Questions tagged [cumulative-distribution-functions]

For questions related to cumulative distribution functions.

The cumulative distribution function $F_X: \Bbb R \to [0,1]$ of a real-valued random variable $X$ is the probability that random variable $X$ will take a value less than $x$. Given the probability distribution of $X$ given by $f_X:\mathbb R\to[0,1]$, this is formally written as: $$F_X(x) := \Bbb P (X \leq x)=\int_{-\infty}^xf_Xdx$$

Every CDF is non-decreasing, right-continuous, and satisfies $\lim_{x\to-\infty}F_X=0$ and $\lim_{x\to\infty}F_X=1$. These conditions are sufficient to be a CDF, as any function satisfying these $4$ conditions is a CDF of some probability distribution.
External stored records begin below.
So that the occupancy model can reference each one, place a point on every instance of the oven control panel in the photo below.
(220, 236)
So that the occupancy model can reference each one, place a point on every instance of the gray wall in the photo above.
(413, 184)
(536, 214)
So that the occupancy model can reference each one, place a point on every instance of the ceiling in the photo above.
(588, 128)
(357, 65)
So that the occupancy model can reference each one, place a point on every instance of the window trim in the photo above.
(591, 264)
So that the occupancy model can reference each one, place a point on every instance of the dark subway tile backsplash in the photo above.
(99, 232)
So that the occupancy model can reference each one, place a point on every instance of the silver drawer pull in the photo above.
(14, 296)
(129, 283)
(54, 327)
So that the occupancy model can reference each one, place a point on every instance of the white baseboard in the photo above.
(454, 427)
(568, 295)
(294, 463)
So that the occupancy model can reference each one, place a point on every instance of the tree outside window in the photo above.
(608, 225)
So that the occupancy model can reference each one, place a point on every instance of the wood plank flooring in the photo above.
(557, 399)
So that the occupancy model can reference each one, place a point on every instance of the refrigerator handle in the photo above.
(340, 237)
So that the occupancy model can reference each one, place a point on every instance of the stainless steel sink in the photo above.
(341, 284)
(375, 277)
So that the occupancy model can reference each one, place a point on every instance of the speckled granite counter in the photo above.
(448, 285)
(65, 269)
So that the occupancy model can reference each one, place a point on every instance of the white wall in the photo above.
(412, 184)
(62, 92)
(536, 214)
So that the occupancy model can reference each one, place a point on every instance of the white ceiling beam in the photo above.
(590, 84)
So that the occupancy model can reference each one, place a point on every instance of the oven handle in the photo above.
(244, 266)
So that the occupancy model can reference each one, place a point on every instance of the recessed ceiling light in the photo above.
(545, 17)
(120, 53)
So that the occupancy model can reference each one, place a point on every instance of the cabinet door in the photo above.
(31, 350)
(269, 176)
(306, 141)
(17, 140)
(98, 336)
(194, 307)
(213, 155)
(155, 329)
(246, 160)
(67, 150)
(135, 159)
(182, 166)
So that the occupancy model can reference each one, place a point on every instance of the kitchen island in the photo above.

The concept of the cumulative distribution function makes an explicit appearance in statistical analysis in two (similar) ways.

  • Cumulative frequency analysis is the analysis of the frequency of occurrence of values of a phenomenon less than a reference value.
  • The empirical distribution function is a formal direct estimate of the cumulative distribution function for which simple statistical properties can be derived and which can form the basis of various statistical hypothesis tests.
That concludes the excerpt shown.